Ingrid_mayara 02/09/2017
O que é isso, companheiro?
Daqueles livros que “bem que eu podia ter lido antes”. Folheei algumas páginas uma vez só para espiar se a escrita seria muito rebuscada, e notando sua fluidez, comecei a pesquisar sobre a Ditadura antes de iniciar a leitura.
“O Que É Isso, Companheiro?” é o relato de um personagem secundário do sequestro do embaixador dos EUA Charles Burke Elbrick em setembro de 1964, considerando-se que o sequestro foi a saída encontrada pelos guerrilheiros para pressionar o governo a libertar algumas pessoas que estavam presas por motivos políticos. Esses guerrilheiros eram membros de uma organização chamada MR-8 (Movimento Revolucionário Oito de Outubro), que tinha como objetivo lutar contra a repressão da ditadura militar.
Narrado em primeira pessoa, o livro é estruturado em dezesseis capítulos. A princípio, Gabeira conta um pouco de sua vida desde os tempos em que morava em Juiz de Fora – MG, depois prossegue falando de suas andanças pelo RJ, onde trabalhava desde os dezessete anos como jornalista, e então dá início ao relato mais aguardado do livro: o ocorrido a partir de 1964.
As lembranças do autor pretendem reconstituir seu passado político para esclarecer as partes mais importantes daquela época aos leitores, sem deixar de dizer que esse é o seu relato, concentrando-se mais na sua perspectiva – por esse motivo eu tive certa dificuldade em conhecer mais profundamente os outros personagens.

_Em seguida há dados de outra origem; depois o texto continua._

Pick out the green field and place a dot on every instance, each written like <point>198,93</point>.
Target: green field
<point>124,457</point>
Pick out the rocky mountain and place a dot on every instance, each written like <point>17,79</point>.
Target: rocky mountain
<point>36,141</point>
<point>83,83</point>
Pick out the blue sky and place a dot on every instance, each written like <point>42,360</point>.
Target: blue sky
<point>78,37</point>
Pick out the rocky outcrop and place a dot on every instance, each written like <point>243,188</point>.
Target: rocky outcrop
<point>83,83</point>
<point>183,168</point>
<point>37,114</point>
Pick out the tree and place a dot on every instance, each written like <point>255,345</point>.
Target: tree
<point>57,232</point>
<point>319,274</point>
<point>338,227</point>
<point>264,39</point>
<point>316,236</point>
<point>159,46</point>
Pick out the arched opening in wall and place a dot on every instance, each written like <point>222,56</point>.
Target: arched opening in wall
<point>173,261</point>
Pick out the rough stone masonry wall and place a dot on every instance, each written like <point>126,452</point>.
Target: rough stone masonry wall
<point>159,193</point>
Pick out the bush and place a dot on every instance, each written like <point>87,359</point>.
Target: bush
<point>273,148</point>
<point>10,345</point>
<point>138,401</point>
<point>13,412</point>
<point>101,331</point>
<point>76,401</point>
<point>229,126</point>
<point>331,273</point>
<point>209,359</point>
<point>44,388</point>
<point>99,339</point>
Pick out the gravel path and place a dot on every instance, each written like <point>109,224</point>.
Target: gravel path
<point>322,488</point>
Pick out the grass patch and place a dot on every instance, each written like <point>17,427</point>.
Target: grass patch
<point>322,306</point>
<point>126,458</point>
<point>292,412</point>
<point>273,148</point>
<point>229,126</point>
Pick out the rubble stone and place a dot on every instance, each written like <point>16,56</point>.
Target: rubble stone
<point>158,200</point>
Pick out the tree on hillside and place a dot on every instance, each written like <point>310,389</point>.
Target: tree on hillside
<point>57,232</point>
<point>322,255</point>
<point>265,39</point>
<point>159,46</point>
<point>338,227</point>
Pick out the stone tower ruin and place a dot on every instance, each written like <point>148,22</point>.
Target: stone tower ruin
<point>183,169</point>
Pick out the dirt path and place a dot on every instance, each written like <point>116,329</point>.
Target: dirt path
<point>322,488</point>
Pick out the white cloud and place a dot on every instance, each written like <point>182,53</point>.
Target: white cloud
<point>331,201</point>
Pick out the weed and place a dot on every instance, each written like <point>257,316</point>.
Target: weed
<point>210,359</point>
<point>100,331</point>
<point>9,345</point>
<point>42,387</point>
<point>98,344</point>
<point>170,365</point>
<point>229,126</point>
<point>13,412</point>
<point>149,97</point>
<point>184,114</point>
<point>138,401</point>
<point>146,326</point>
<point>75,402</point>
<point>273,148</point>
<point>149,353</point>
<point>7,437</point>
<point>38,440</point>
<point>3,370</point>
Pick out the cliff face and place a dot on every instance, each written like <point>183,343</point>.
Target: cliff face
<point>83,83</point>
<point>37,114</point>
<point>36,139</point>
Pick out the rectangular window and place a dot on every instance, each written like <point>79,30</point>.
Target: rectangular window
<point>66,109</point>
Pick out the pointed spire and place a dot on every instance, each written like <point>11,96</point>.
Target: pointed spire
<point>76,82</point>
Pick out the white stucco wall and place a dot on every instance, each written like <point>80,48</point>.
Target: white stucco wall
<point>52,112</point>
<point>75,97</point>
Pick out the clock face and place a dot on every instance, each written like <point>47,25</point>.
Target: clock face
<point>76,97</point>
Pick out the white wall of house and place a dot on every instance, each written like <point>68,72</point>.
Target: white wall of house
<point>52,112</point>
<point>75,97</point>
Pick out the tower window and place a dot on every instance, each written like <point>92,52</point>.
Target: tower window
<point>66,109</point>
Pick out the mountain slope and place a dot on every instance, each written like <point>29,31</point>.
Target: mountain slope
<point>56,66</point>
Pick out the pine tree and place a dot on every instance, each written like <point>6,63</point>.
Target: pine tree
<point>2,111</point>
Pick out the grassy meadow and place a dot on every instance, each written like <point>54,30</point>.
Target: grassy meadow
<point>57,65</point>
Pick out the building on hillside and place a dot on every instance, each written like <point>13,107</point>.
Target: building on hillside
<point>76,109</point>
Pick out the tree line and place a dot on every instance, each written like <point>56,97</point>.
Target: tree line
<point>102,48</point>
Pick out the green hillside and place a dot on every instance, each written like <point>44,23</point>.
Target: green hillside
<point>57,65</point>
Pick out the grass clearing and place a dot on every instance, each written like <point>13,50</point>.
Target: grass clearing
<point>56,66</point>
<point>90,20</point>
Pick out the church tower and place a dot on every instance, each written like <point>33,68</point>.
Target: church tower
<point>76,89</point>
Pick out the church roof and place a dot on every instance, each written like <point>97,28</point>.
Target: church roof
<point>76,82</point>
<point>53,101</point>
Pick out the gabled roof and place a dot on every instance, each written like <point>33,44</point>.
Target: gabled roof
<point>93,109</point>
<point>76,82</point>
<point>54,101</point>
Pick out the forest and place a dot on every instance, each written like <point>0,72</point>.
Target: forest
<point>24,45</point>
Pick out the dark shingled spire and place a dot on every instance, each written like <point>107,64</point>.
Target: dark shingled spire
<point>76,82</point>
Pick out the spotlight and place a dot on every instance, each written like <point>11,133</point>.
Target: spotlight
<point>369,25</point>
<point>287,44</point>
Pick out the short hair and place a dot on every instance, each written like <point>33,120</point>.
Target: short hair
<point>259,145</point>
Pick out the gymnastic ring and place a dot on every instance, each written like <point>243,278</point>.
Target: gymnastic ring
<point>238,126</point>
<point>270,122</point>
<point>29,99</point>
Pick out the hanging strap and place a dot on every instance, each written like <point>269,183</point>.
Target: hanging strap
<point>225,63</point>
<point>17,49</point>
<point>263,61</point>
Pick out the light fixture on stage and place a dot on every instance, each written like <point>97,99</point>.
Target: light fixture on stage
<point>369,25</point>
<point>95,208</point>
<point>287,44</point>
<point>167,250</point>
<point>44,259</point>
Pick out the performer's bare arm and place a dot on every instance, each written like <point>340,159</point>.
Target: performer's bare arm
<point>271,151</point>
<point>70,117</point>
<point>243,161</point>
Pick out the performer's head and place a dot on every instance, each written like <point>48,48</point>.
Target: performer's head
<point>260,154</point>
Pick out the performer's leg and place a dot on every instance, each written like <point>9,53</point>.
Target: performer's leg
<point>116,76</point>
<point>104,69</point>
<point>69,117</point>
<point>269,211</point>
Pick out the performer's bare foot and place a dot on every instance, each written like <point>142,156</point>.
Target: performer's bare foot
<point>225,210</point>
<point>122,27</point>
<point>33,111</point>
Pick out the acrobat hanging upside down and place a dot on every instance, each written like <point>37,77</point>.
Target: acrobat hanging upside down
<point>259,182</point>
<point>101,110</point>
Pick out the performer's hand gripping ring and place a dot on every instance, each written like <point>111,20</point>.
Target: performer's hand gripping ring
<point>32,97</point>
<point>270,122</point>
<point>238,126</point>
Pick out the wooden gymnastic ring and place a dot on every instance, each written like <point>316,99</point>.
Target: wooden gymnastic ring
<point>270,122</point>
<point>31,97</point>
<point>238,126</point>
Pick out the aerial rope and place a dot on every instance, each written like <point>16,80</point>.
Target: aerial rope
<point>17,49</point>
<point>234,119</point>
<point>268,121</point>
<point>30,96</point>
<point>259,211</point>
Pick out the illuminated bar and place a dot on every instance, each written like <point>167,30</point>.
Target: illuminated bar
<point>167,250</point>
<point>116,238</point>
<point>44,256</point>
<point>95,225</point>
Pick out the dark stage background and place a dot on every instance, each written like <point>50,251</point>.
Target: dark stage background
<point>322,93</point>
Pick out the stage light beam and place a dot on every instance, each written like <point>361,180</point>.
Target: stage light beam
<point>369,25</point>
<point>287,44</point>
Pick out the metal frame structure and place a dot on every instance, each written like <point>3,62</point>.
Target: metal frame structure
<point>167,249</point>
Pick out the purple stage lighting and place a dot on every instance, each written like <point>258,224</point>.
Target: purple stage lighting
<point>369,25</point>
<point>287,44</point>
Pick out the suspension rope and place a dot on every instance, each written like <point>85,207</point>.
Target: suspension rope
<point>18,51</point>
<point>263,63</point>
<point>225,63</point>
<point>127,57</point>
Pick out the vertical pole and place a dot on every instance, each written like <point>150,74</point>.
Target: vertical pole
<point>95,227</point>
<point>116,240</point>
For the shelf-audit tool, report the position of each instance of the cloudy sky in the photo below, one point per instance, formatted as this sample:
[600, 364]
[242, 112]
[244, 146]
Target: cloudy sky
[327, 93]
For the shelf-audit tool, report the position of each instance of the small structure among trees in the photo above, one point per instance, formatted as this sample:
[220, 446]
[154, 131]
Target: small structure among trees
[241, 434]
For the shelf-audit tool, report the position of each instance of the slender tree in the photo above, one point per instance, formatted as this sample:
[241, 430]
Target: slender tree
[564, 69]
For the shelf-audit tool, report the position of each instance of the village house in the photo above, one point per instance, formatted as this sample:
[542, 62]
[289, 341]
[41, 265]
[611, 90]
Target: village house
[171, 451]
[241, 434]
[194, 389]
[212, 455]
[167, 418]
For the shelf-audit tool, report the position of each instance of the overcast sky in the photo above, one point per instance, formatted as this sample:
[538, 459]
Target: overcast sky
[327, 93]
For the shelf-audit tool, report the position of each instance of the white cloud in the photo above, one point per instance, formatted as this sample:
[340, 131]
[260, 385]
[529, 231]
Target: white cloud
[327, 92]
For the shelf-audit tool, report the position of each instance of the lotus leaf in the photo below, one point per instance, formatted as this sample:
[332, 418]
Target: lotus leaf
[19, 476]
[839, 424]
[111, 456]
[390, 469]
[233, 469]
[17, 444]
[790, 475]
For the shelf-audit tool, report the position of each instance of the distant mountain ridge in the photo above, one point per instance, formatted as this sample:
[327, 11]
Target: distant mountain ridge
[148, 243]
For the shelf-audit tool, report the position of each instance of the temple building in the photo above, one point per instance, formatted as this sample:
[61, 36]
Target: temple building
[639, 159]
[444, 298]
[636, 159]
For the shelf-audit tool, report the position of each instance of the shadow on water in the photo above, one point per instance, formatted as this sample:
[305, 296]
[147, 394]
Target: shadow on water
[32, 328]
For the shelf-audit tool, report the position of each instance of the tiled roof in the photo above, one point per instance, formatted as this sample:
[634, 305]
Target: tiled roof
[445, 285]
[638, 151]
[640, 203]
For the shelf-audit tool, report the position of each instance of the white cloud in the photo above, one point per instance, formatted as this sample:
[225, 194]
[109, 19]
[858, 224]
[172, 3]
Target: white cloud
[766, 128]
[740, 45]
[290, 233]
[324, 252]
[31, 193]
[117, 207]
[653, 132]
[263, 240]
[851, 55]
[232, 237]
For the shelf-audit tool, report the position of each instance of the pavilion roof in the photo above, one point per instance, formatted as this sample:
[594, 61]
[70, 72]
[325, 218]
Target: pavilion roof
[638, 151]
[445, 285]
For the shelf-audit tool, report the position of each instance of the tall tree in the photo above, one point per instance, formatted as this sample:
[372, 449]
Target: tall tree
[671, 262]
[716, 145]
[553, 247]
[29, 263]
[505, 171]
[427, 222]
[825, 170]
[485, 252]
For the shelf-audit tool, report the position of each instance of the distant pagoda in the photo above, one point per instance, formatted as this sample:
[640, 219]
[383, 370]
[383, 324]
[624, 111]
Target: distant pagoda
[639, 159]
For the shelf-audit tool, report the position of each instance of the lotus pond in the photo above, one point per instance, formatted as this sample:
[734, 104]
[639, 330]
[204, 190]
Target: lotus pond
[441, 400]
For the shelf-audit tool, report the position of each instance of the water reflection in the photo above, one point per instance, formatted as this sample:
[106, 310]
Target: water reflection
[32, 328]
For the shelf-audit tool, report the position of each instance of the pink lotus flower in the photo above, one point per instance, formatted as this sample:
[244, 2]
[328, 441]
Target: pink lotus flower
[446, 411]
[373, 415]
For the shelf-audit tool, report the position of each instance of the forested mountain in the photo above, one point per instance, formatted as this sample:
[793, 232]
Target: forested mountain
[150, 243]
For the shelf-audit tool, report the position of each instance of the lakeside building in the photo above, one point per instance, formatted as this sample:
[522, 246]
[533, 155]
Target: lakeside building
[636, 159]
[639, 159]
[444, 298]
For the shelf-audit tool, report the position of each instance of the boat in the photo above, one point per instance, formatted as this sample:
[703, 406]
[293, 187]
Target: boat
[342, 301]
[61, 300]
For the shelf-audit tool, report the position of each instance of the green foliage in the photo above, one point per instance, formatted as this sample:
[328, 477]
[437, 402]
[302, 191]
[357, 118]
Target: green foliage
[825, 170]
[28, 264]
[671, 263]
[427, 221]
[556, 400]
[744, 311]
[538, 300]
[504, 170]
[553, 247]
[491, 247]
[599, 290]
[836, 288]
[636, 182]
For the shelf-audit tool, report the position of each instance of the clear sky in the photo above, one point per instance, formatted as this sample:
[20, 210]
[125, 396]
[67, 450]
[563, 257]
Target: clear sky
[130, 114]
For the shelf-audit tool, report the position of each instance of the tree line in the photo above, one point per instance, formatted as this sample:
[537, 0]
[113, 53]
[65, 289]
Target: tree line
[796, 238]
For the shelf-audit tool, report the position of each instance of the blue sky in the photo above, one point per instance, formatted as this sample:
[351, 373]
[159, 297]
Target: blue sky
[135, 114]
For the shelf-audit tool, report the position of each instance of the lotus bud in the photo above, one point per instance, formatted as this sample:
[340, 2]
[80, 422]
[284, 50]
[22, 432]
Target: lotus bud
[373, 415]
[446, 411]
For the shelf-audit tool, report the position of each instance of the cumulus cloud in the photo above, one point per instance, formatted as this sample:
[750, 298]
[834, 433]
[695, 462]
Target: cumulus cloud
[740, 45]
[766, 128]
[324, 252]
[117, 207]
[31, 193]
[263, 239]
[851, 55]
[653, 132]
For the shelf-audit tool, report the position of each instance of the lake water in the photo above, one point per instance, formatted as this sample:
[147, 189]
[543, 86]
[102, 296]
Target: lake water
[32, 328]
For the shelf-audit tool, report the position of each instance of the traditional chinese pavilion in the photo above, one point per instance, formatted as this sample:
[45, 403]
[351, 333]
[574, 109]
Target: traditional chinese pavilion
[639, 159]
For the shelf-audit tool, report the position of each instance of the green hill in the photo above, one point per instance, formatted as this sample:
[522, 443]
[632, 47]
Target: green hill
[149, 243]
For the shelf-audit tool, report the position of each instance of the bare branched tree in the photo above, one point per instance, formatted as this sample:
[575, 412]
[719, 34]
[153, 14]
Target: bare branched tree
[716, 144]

Um aspecto interessante do relato é que nos momentos em que Gabeira estava sozinho nas diversas celas por onde ele esteve, pensava se poderia falar de tortura futuramente se ele mesmo não sofreu tanto em comparação às outras pessoas presas, e mesmo assim, ele sabia a importância de contar o que viveu. E já nas primeiras páginas ele explica como teve a ideia de escrever sua história.
Outro aspecto interessante para minhas reflexões sobre o livro foi narrado no início do terceiro capítulo, quando ele fala de sua adolescência, então eu percebi que o autor está realmente desejando uma proximidade com quem o lê: “O amigo (a) talvez fosse muito jovem em 64. Eu mesmo achei a morte do Getúlio um barato só porque nos deram um dia livre na escola. Um golpe de Estado, entretanto, mexe com a vida de milhares de pessoas.” E ele prossegue com esse diálogo meio informal por toda a narrativa, e apesar da cronologia não estar totalmente linear, consegue-se facilmente imaginar-se puxando uma cadeira, ouvindo atentamente tudo o que o autor tem a dizer.
Quanto ao título do livro, curiosidade para muitos, há duas passagens nas quais ele se evidencia; a princípio num diálogo em que Gabeira estava impressionado com a juventude de um guerrilheiro chamado Dominguinho e pergunta-lhe por que não faz coisas “adequadas” à sua idade, recebendo como resposta o próprio título do livro; e depois, enquanto saía com os amigos para distribuir um jornal clandestino, e sentindo-se atraído por uma mulher que passava a pé, propõe convidá-la para uma volta de carro, tendo também como resposta “O que é isso, companheiro?”.
Entre diversas outras conclusões que tirei do livro, provavelmente a que mais me fez refletir foi a capacidade do autor de discorrer sobre ignorância política sem tornar-se importuno, principalmente no oitavo capítulo, intitulado Sangue Gases e Lágrimas, em que Gabeira fala sobre uma amiga que não tem o hábito da leitura “e sempre que acontece uma coisa muito séria no mundo, costuma perguntar: ‘Como é que você explica isto, acontecendo tão de repente? ’ Tudo para ela foi acontecendo tão de repente.”.
O livro foi publicado pela primeira vez em 1979, depois que Fernando Gabeira voltou ao Brasil completando nove anos no exílio, beneficiado pela Lei da Anistia. Vendeu rapidamente dezenas de milhares de exemplares e em 1997, com uma parceria entre Brasil e EUA, foi lançado um filme homônimo com a direção de Bruno Barreto.
Há um glossário na minha edição, o qual, mesmo tendo feito pesquisas anteriormente para me contextualizar à época, tive de consultar diversas vezes. Isso tanto pode ser ruim para quem não costuma buscar referências durante a leitura, quanto pode ser bom para quem se interessa pelo assunto. Eu gostei porque acabei aprendendo bem mais do que imaginava.
Recomendo esse livro a todas as pessoas interessadas em saber um pouco mais sobre a Ditadura, e assim como eu escrevi no início desta resenha, acho importante ter certo conhecimento para facilitar a leitura.